Journal · 18 May 2026 · A short guide

How to scan an old
photograph at home.

You don't need a flatbed scanner. A modern phone is enough for most restoration work. Five minutes, a window, and a dark surface gets you to a usable scan.

A flatbed scanner at 600dpi will always be better. But families rarely have one. And we'd rather receive a good phone scan today than wait three weeks for a borrowed Epson V600.

Here's what gets us to a usable scan, in five minutes, with a phone you already own.

1. Find soft, indirect window light.

Open the curtains on a north-facing window if you have one. Otherwise, any window that isn't in direct sun. Direct sun creates glare on the photograph's surface and blows out the brightest tones. Overcast British weather is, for once, an advantage.

2. Lay the photograph on a dark, matte surface.

A dark wood table works. A piece of black card from a craft shop works better. The dark background helps your phone's camera judge exposure on the photograph itself, not the surrounding surface.

If your phone's camera keeps trying to focus on the surface texture instead of the photograph, tap the photograph on the screen to lock the focus there.

3. Hold the phone parallel to the photograph.

Look down at the photograph from directly above. Get the phone as flat as you can — perpendicular to the photograph's plane. If the phone is tilted, the resulting scan will be a trapezoid rather than a rectangle. We can correct mild perspective in restoration, but it costs sharpness.

If your photograph is larger than A4, consider scanning it in two halves and we'll join them.

4. Set the camera to its highest resolution.

iPhone: open Settings → Camera → Formats → tap "Most Compatible" (JPEG) and ensure resolution is set to 48MP if your phone offers it. Pixel / Samsung: open the camera app, switch to "Pro" or "Expert" mode, set the resolution to maximum.

The default camera settings on most phones compress the file to save space. We need the uncompressed version for restoration. The difference between a 1MB scan and a 12MB scan is the difference between "we can work with this" and "you can crop the great-grandparent out of the background and they're still in focus."

5. Take three scans, not one.

Slight differences in focus and exposure mean the first scan isn't always the best. Take three. Look at all of them at 100% zoom on the phone screen. Pick the sharpest one and send it.

When your phone scan isn't enough.

If a photograph is very small (under 5cm wide), very damaged (active flaking, mould), or a non-standard format (a daguerreotype, a glass plate, a tintype), please don't try to phone-scan it. Write to us and we'll send you a Royal Mail Special Delivery kit. For these formats we use a flatbed scanner at the studio, and the difference in result is worth the few extra days it takes to post.
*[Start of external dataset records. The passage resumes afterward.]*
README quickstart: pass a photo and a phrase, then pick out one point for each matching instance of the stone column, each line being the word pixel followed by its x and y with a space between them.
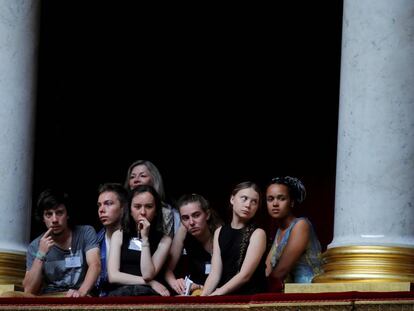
pixel 374 204
pixel 18 58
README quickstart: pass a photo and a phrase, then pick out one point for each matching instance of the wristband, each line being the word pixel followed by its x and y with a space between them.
pixel 41 256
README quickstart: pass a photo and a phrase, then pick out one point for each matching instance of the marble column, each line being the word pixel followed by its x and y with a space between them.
pixel 374 204
pixel 18 58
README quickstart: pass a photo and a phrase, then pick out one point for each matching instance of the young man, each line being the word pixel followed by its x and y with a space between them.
pixel 63 259
pixel 112 202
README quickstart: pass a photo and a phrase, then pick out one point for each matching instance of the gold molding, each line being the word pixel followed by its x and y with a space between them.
pixel 12 268
pixel 367 264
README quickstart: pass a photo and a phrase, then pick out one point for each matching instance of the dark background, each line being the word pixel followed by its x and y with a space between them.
pixel 212 95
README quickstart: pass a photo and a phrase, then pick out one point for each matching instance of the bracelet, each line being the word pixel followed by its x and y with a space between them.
pixel 41 256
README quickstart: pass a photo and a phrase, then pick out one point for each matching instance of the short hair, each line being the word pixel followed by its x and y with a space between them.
pixel 51 199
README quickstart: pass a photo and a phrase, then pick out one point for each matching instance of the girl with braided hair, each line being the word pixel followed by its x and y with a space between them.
pixel 295 255
pixel 238 261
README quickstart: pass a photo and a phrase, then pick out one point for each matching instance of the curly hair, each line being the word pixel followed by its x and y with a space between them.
pixel 296 188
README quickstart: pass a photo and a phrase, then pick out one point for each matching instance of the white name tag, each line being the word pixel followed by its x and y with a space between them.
pixel 207 269
pixel 135 244
pixel 72 262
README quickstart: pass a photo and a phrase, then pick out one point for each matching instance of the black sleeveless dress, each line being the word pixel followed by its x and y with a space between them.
pixel 229 242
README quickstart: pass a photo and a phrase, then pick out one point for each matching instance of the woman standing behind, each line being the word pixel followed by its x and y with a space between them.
pixel 138 251
pixel 144 172
pixel 196 238
pixel 238 265
pixel 295 255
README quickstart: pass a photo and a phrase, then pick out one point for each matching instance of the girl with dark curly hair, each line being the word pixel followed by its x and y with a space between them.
pixel 295 255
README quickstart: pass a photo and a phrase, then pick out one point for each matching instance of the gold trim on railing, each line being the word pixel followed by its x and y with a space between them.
pixel 367 264
pixel 12 268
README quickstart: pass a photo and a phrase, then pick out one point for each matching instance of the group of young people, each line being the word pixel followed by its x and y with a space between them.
pixel 148 247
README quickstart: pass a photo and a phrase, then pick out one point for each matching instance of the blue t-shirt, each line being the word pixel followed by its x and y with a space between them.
pixel 57 276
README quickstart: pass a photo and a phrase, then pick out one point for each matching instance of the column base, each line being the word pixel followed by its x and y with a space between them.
pixel 12 268
pixel 367 264
pixel 347 287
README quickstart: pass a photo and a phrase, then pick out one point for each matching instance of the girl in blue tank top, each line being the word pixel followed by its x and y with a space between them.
pixel 295 255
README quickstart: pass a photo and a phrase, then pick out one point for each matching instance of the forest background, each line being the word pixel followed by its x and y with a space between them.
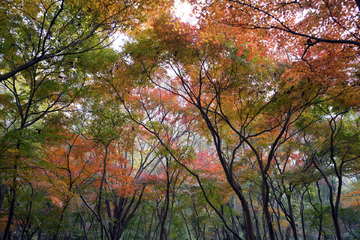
pixel 241 124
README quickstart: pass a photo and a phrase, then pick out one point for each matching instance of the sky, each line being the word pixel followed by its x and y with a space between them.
pixel 182 9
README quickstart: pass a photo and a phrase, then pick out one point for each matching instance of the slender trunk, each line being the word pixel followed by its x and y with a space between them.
pixel 265 197
pixel 291 216
pixel 100 194
pixel 302 215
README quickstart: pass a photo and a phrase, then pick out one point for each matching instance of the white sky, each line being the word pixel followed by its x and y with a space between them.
pixel 182 9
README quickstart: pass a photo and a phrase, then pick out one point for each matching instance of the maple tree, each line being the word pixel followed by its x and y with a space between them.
pixel 242 124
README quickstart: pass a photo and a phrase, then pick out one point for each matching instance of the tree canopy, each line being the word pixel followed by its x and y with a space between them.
pixel 243 124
A note on the dedicated scanning apps.

Apps like Google PhotoScan or Microsoft Lens are marginally better than the default camera, mainly because they correct perspective automatically. They are, however, also designed to "enhance" the photograph — increasing contrast, sharpening, reducing noise. Those enhancements are exactly what we need to do ourselves, with intent. If you use an enhancement app, please send the original photograph too if you can. We'd rather restore from the unedited file.